The second part of this comes in the form of the new pricing for the Versa 4. Despite not really upgrading much outside of the design, you’ll have to pay a $60 premium over the Versa 3 (if you can still find the last-gen model). Fitbit is still keeping the Versa 2 around, but unless you’re looking for the best Fitbit that isn’t the top-end model, the $230 price tag might seem a bit too steep.
Fitbit Versa 4: The competition
The most obvious competition for the Versa 4 is Fitbit’s Sense 2 and the Google Pixel Watch, with the latter also using the Fitbit app for health and fitness tracking. However, while the Versa 4 might have a few more features compared to the Pixel Watch, the value is immediately diminished for those who want music streaming, Google Assistant, or access to third-party apps.

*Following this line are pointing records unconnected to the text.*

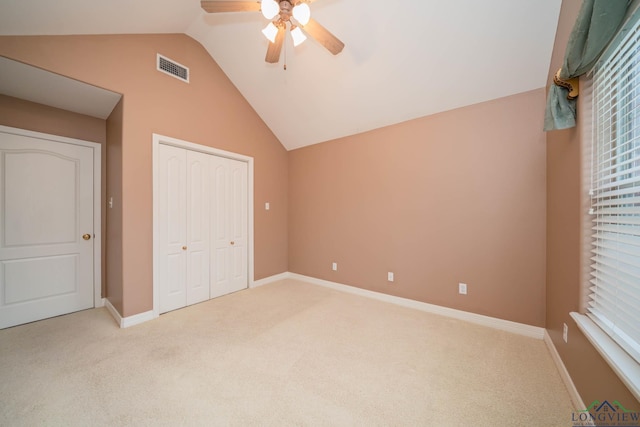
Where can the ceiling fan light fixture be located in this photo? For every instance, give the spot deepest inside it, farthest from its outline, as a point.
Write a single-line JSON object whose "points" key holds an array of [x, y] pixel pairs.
{"points": [[269, 8], [270, 32], [298, 36], [302, 13]]}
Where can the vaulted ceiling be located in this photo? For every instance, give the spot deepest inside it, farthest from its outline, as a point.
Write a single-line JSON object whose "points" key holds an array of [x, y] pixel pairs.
{"points": [[401, 60]]}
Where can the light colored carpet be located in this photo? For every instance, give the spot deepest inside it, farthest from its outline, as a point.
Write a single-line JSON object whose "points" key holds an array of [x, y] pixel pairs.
{"points": [[283, 354]]}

From there, the Galaxy Watch 5 arguably poses the biggest threat to the Versa 4. Samsung’s latest smartwatch retails for about $50 more, but can easily be found on sale for the same price. This will leave you to decide whether or not you want a true fully-fledged smartwatch, with access to the Play Store and even Google Assistant. In fact, the only advantage that the Versa 4 has over the Watch 5 is cross-platform compatibility, as you can use this with iOS or Android, whereas Samsung’s offering only works with the best Android phones.
Perhaps a more apt comparison would be between the Versa 4 and the Garmin Venu Sq 2, both of which focus on fitness tracking while feeding you notifications when they arrive. They are similarly priced, offer around the same amount of battery life, and are compatible with both iOS and Android. But even still, unless you’re on a strict budget, the Venu Sq 2 gains an edge just because of the ability to download and install third-party apps, and the Sq 2 Music Edition gives you onboard storage for music.
Fitbit Versa 4: Should you buy it?
You should buy this if…
You shouldn’t buy this if…
I may not have done the greatest job at demonstrating as much, but the Versa 4 really is quite an impressive wearable overall. The biggest complaint is that it’s losing some of the important features that make it a true “smartwatch,” and it feels as though this is just being turned into a glorified fitness tracker. That might be enough for some who don’t want to shell out the cash for something like the Fitbit Sense 2 or Pixel Watch.
But in a market where the Galaxy Watch 5 can be had for the same price, it’s really tough to recommend the Versa 4 over it. The Versa 4 really seems like it was designed to appease those who passed on upgrading to the Versa 3 and are instead coming from an older Fitbit wearable. And if you fall in that camp, then you’ll be more than satisfied with what Fitbit has done to improve the design over the past two generations.